Email Marketing Guide

Email Marketing Overview‍

Email Marketing isn’t Dead

Email marketing, despite popular opinion, is still one of the most effective marketing tools out there. According to research and polling done by MECLABS, 72% of U.S. adults prefer to communicate with companies via e-mail.

Anatomy of a Killer Email

  1. Target Recipient
  2. Recognizable Sender (better if it’s from an actual person)
  3. Clear and compelling subject line (under 50 characters)
  4. Branded email
  5. Valuable content
  6. Clear call-to-action
  7. Company info & unsubscribe links/email preference

What’s a Good Email?

A good email is by, for and about people. Emails are NOT by, for, and about robots, so don’t try and take any shortcuts. Keep your emails conversational, imagine you’re talking to a good friend or trying to educate your family member on whatever your content is. A good trick is to read your email out loud in order to check the tone and language. From here, based on what you know about the recipient, you can do some basic segmentation based on language, how the email was acquired, and if there had been any previous action taken.‍

Email Content

What do you want to say to your audience? You want to send emails with purpose, that really speak to your subscribers, so always keep in mind what they signed up for. It might be helpful to outline some general content types you can include in your campaigns, so you can refer to it when designing your emails. When you send out emails know who you want to open them, and make sure the content you're sending out provides value to that specific target group. Use their buyer persona to figure out their interests, and provide value based on that.

Content List

  • Upcoming Events
  • Recaps and photos from previous events
  • Popular posts from social media, like Instagram or Facebook
  • News coverage
  • Details about featured or new products
  • Holiday shopping guides
  • Upcoming sales and promotions
  • Tips not even relating to your business, but things there might be value in reading or understanding for your reader.

Scanning vs. Reading

Today most online content is scanned as opposed to being read from top to bottom. Few people approach reading online text as they would a good book. We sift through a large number of articles, we scan bullet points, paragraphs, titles and graphs. If an article seems interesting we then read the whole thing. If not, we close the browser tab.

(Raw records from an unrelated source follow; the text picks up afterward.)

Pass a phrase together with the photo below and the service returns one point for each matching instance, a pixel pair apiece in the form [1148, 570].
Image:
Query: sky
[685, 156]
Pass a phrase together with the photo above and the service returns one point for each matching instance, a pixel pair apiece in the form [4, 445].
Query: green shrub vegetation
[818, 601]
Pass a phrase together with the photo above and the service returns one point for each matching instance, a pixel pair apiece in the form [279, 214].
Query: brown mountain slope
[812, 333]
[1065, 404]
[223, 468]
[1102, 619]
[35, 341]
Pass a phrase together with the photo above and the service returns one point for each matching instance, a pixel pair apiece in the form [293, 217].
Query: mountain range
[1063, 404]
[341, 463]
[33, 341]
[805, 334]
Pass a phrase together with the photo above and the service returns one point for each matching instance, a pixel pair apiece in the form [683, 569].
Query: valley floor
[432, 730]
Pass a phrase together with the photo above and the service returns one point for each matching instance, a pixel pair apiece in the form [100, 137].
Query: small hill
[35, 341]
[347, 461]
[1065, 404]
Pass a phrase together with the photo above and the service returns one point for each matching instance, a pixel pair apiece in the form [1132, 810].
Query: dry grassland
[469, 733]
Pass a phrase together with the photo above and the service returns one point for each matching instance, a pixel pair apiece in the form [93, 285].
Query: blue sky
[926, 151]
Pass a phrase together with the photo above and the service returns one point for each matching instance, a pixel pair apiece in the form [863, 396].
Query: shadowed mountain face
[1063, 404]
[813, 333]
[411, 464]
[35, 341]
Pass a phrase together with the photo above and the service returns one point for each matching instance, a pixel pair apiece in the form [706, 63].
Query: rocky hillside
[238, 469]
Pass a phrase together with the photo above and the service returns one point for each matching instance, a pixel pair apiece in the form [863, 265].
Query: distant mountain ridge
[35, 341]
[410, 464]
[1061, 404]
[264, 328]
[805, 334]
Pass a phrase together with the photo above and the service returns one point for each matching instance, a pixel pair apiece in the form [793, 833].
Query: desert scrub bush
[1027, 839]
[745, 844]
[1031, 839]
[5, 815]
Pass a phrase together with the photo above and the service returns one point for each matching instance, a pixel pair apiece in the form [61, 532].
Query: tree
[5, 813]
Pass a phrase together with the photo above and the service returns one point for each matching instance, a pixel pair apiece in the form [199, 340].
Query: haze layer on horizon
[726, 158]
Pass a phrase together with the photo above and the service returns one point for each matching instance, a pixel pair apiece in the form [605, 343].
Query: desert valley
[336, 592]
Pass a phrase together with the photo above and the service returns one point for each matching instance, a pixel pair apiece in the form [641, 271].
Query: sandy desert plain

So this means that you have about 3 or 4 seconds to convince your reader that staying with you is worthwhile. And you have even less time, maybe a second or two, to make a good impression on the person receiving your email.

Format your Content

When designing your emails, keep these following rules in mind

  1. Be short
  2. Divide into sections
  3. Include graphics
  4. Call attention with bold font
  5. Use bullet-points

More specifically, ensure your emails have the following to make sure they are properly suited for the new age of scanning content.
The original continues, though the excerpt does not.